Y no me refiero a lo mucho que molesta a las masas pagar por contenidos y servicios relacionados con la toma de conciencia (los exigen gratis y la mayoría ni siquiera los aprovecha), sino a todo lo que implica ganarse el derecho de salir de la prisión. Sí, he dicho ganarse. Nadie saldrá de aquí con solo buenas intenciones o porque alguien más hizo el trabajo. Esas ideas son infantiles, mediocres y profundamente narcisistas. Las leyes universales no obedecen a nadie por el simple hecho de ser, se debe hacer. Como lo he dicho muchas veces, se trata de vivir en congruencia con lo que se es. Y para ello es necesario transformar el estilo de vida en aquello que se adapte a nuestra esencia, no a las exigencias del sistema.
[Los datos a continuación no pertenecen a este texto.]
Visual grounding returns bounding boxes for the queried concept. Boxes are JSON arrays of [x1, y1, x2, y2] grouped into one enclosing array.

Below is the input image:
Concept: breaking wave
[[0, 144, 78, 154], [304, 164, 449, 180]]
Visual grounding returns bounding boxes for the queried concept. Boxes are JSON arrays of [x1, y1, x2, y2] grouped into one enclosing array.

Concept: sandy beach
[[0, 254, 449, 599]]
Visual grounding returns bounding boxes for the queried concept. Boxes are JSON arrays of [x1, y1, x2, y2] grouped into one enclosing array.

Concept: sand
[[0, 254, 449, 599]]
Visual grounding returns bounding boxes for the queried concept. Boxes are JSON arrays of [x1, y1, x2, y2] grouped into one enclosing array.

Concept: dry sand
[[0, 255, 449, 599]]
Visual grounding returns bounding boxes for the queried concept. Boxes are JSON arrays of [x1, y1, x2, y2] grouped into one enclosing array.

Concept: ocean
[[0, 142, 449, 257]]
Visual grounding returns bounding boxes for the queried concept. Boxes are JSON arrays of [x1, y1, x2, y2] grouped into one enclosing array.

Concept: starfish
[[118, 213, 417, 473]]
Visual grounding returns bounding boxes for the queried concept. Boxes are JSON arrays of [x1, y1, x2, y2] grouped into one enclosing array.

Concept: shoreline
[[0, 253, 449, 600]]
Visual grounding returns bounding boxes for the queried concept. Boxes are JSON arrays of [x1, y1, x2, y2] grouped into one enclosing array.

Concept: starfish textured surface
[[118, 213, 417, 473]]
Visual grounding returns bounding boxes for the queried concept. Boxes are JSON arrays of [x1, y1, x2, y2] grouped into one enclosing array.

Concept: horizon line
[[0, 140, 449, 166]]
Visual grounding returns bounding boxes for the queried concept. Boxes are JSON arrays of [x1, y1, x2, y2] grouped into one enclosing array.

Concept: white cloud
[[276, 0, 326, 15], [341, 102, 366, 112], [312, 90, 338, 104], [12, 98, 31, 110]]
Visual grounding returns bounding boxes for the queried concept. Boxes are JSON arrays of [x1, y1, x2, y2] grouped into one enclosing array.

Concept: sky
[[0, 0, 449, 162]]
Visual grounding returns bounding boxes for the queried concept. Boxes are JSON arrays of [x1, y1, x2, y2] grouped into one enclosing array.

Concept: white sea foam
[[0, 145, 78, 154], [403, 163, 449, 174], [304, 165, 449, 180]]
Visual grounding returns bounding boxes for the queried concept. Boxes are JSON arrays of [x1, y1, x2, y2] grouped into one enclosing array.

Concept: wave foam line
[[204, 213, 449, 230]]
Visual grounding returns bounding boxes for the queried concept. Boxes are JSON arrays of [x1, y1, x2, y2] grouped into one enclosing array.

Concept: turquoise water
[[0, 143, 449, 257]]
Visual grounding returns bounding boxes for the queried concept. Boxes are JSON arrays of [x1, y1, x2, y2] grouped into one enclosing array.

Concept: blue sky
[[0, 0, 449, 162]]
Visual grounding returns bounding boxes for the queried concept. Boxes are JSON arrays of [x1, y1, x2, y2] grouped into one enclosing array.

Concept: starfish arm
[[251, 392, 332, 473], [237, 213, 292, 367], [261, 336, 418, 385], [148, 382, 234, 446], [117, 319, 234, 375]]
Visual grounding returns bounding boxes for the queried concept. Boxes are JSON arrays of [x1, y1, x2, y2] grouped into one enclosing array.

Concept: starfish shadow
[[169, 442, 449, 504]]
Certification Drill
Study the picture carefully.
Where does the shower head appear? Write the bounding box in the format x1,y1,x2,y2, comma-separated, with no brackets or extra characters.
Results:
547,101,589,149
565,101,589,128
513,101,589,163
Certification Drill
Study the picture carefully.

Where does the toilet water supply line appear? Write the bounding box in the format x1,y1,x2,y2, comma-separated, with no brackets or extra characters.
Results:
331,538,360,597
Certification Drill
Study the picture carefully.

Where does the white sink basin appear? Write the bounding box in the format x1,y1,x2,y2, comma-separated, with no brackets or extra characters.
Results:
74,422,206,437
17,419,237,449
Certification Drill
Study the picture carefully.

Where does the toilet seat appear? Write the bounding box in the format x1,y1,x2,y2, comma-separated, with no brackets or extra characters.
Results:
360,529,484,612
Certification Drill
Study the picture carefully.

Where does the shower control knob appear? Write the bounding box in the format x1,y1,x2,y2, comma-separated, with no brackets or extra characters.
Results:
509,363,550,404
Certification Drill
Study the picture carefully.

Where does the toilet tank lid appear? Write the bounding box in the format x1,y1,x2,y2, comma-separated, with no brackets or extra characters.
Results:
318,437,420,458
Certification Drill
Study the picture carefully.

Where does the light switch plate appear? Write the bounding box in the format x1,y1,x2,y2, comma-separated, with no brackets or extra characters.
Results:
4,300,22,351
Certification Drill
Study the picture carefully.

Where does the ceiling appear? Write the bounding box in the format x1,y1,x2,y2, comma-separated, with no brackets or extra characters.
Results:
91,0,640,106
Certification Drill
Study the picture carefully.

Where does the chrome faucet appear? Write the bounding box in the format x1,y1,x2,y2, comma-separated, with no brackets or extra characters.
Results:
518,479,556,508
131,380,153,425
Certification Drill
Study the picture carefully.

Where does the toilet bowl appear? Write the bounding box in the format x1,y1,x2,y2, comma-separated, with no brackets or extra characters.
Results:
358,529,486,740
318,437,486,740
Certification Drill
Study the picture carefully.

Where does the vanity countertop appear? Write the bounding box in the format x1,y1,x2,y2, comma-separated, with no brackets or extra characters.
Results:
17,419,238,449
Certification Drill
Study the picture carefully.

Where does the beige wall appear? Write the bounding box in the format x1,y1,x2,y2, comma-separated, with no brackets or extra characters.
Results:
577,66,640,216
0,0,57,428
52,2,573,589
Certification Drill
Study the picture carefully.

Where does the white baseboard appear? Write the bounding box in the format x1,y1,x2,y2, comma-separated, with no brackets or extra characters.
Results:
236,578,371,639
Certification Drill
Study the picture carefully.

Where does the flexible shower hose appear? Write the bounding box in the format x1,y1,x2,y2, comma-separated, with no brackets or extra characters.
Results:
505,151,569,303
Una persona consciente acepta que en la actualidad se acabaron los matices. Llegó el tiempo de definirse: luz u oscuridad. No hay grises. No hay futuro. Te quedas o te vas. Y no solo eso, las personas conscientes están dispuestas a hacerse responsables de las consecuencias que representa elegir la libertad en un mundo que se empeña en esclavizarlas.

El mejor ejemplo de ello son las inyecciones. Muchos fueron a poner el brazo voluntariamente (incluso más de una vez). Otros terminaron cediendo por la presión ejercida por el entorno. Mientras que otros tantos se han negado a hacerlo pese a las consecuencias que esto puede tener en sus vidas. El problema es que muy pocos han aceptado realmente el precio que han de pagar por esta decisión. En muchos casos se aferran a defender su postura y se quejan amargamente que se están quedando sin derechos, sin trabajo, sin amigos y sin vida. Pero si eso es lo que quieren deberían considerar inyectarse, ya que el precio que hay que pagar por no hacerlo incluye incomprensión, juicio, rechazo, descrédito, soledad, aislamiento, persecución, calumnias, desprotección y algunas consecuencias aún más graves que vendrán en el futuro.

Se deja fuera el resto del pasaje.